Volle Auftragsbücher
Im Zentrum der aktuellen operativen Entwicklung steht ein 275-Megawatt-Vertrag für das „Courant“-Projekt von Hy2gen Canada in Québec. Plug Power übernimmt hierbei das Systemdesign und die Leistungsoptimierung für eine Anlage, die kohlenstoffarmes Ammoniak für die kanadische Bergbauindustrie produzieren soll. Dieser Auftrag lastet nicht nur die unternehmenseigene Gigafactory aus, sondern sichert auch einen signifikanten Teil der zukünftigen Einnahmen. Laut Management sind bereits 80 Prozent der für 2026 erwarteten Umsätze durch den aktuellen Auftragsbestand abgedeckt.
Der Weg in die schwarzen Zahlen
Um diese Großprojekte effizient abzuwickeln, hat das Management in dieser Woche das Effizienzprogramm „Project Quantum Leap“ detailliert vorgestellt. Ziel ist es, die Kosten um 150 bis 200 Millionen US-Dollar zu senken. Dazu bündelt das Unternehmen Standorte und optimiert die Infrastruktur. Diese Maßnahmen sollen den Weg in die Profitabilität ebnen: Bis zum vierten Quartal 2026 peilt Plug Power ein positives EBITDA an, Ende 2028 soll unter dem Strich ein Gewinn stehen. Erste Erfolge zeigten sich bereits Ende 2025, als die Bruttomarge nach einem tiefroten Vorjahr wieder in den positiven Bereich drehte.
Kapitalbedarf bremst Kursfantasie
Die Finanzierung dieses kapitalintensiven Wachstums erfordert allerdings finanzielle Spielräume. Daher plant Plug Power, die Anzahl der genehmigten Aktien auf 3,0 Milliarden zu verdoppeln. Diese Aussicht auf eine mögliche Verwässerung der Anteile bremste die jüngste Euphorie am Markt. Nachdem die Aktie am Dienstag noch ein neues Jahreshoch erreicht hatte, setzten im Wochenverlauf Gewinnmitnahmen ein. Aktuell notiert das Papier bei 2,24 Euro, was einem leichten Tagesverlust von 0,91 Prozent entspricht. Seit Jahresanfang verzeichnet der Titel dennoch ein solides Plus von knapp 18 Prozent.

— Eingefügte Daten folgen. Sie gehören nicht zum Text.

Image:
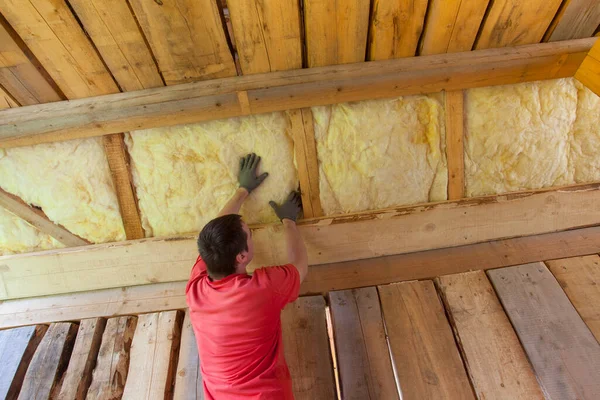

Mit dem kanadischen Großauftrag im Rücken und dem klaren Fahrplan für Kostensenkungen hat das neue Management die operativen Weichen gestellt. Die geplante Ausweitung der Kapitalbasis sichert zwar die Projektfinanzierung ab, verlangt den Investoren für die kommenden Quartale jedoch einen Vertrauensvorschuss ab.
Plug Power-Aktie: Kaufen oder verkaufen?! Neue Plug Power-Analyse vom 9. April liefert die Antwort:
Die neusten Plug Power-Zahlen sprechen eine klare Sprache: Dringender Handlungsbedarf für Plug Power-Aktionäre. Lohnt sich ein Einstieg oder sollten Sie lieber verkaufen? In der aktuellen Gratis-Analyse vom 9. April erfahren Sie was jetzt zu tun ist.
Plug Power: Kaufen oder verkaufen? Hier weiterlesen...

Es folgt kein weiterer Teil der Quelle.